Does today's corporation show that it has learned from the past? The answer is yes—though if you wish to practice a true application of human relations as it impacts your corporate goals, mission statement and philosophy, it's important to understand your true motives before you put into place the programs and benefits that can win over most of the hearts, minds and loyalties of employees. Of particular importance is understanding the qualifier "most," because anyone who believes they can get buy-in from every member of a corporation isn't being realistic. Applying theories of human relations in a sane and logical manner requires management to acknowledge motives up front and develop a healthy set of assumptions about human behavior in general. Management expectations can become reality when the right human relations-focused system is put in place that takes into consideration all parties, but before that can happen, know exactly what employees want and then tailor that benefits list to what your business can reasonably afford to offer.

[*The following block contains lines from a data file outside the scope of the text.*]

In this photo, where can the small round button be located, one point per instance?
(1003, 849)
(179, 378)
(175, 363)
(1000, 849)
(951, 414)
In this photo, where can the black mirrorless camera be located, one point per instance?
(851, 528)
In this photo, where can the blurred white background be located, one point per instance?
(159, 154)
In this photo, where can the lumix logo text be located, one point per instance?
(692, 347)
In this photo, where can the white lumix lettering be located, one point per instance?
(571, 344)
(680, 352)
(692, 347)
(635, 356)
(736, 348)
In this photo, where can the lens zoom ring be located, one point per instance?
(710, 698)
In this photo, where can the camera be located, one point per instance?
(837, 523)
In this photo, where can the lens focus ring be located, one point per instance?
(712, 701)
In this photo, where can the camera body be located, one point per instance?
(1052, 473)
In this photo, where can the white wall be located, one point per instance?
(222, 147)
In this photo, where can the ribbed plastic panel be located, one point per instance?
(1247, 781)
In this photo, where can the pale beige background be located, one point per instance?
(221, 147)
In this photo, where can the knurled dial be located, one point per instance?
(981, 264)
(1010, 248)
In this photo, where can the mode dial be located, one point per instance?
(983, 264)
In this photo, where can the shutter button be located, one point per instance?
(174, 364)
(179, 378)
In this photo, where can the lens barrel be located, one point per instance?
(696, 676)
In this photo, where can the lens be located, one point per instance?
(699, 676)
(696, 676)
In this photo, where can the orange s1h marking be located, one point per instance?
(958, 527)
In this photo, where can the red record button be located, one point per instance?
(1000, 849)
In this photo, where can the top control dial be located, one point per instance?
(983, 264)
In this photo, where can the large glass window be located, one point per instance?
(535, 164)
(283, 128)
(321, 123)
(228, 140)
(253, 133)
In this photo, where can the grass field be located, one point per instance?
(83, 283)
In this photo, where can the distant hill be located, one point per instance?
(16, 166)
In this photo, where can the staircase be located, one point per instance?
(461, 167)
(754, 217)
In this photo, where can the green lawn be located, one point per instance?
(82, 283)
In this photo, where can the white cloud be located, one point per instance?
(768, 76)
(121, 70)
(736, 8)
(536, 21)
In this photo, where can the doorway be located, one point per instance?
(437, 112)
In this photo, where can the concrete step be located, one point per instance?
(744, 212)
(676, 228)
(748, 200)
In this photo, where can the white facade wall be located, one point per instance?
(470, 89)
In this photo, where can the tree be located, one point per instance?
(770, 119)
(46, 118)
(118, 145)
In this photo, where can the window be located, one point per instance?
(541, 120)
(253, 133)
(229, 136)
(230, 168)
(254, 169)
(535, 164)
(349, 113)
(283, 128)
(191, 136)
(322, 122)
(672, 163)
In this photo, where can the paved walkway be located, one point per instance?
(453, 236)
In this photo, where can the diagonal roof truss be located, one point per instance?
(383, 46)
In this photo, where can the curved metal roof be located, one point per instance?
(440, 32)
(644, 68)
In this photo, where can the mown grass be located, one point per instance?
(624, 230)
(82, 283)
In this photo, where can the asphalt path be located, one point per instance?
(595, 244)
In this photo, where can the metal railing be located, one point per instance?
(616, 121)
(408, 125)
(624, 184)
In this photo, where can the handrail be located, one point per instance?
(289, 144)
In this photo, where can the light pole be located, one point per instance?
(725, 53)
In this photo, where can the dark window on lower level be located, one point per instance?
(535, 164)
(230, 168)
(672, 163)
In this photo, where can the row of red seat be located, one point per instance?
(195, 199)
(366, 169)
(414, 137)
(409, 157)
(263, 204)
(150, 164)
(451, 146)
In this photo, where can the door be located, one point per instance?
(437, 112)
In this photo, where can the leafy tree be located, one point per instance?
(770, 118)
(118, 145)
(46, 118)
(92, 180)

Your interest in putting into place a human relations-focused plan that will keep your business on a level playing field for management and employees can be furthered if you to adopt four specific goals and commit to keeping these at the forefront of your business plan and human resources philosophy:

1. Promote cooperation

This doesn't mean giving lip service to the word—instill a genuine human resources initiative prioritizing camaraderie, teamwork and an open-door policy that's more than an illusion. Prove your intention of administering cooperative priorities via a business model that promotes shared responsibility and a genuine interest in making sure that staffers pull together to set policies by example. Cooperation is dynamic word. When practiced correctly, it reflects the true essence of the human relations movement.

2. Reward communication

Not all needs and feelings are appropriate fodder for management/employee conversations, but when open communication is prioritized by management, it can be one of the best tools for understanding on the planet. Excellent communications build trust, encourage straight talk, limit gossip and thwart negativity. When open communications are on display for staffers of all levels to witness, attitudes change and improve. Active listening is one of the most powerful facets of the human relations model. Everyone wants to be understood and acknowledged, so make frank communications a priority.

3. Acknowledge yearnings

Everyone on Earth has yearnings. Find out what your employees' yearnings are and understand that you have the power to provide those that you deem reasonable. Some employees are motivated by paychecks. Others seek advancement. A surprising number may crave power. It's within your power, as the force behind your human relations-based management system, to acknowledge the yearnings of those on your payroll and deliver universally-sought benefits that complement your corporate goals and budgets. Is it possible to nurture a large employee roster? Of course it is: by holding supervisors accountable for finding out what their direct reports want and bringing these yearnings to upper management so employees know they are being heard.

4. Provide satisfaction

Can you satisfy every person in your firm? You can try. Finding ways to offer more satisfaction can be as easy as providing ergonomically-correct work chairs, querying personnel about what they want in break room vending machines or adjusting work hours to suit personal demands arising from unusually long commutes, child-care conundrums and personal situations like visits to ailing relatives. In each scenario, satisfaction-producing outcomes can be delivered simply by asking employees what they need. A lavish Christmas party is nice, but taking time to care about what goes on in the life of the person on the lowest rung of your corporate ladder is the essence of the human relations movement. It may take less effort than you think to turn your business into a model workplace now and in the future.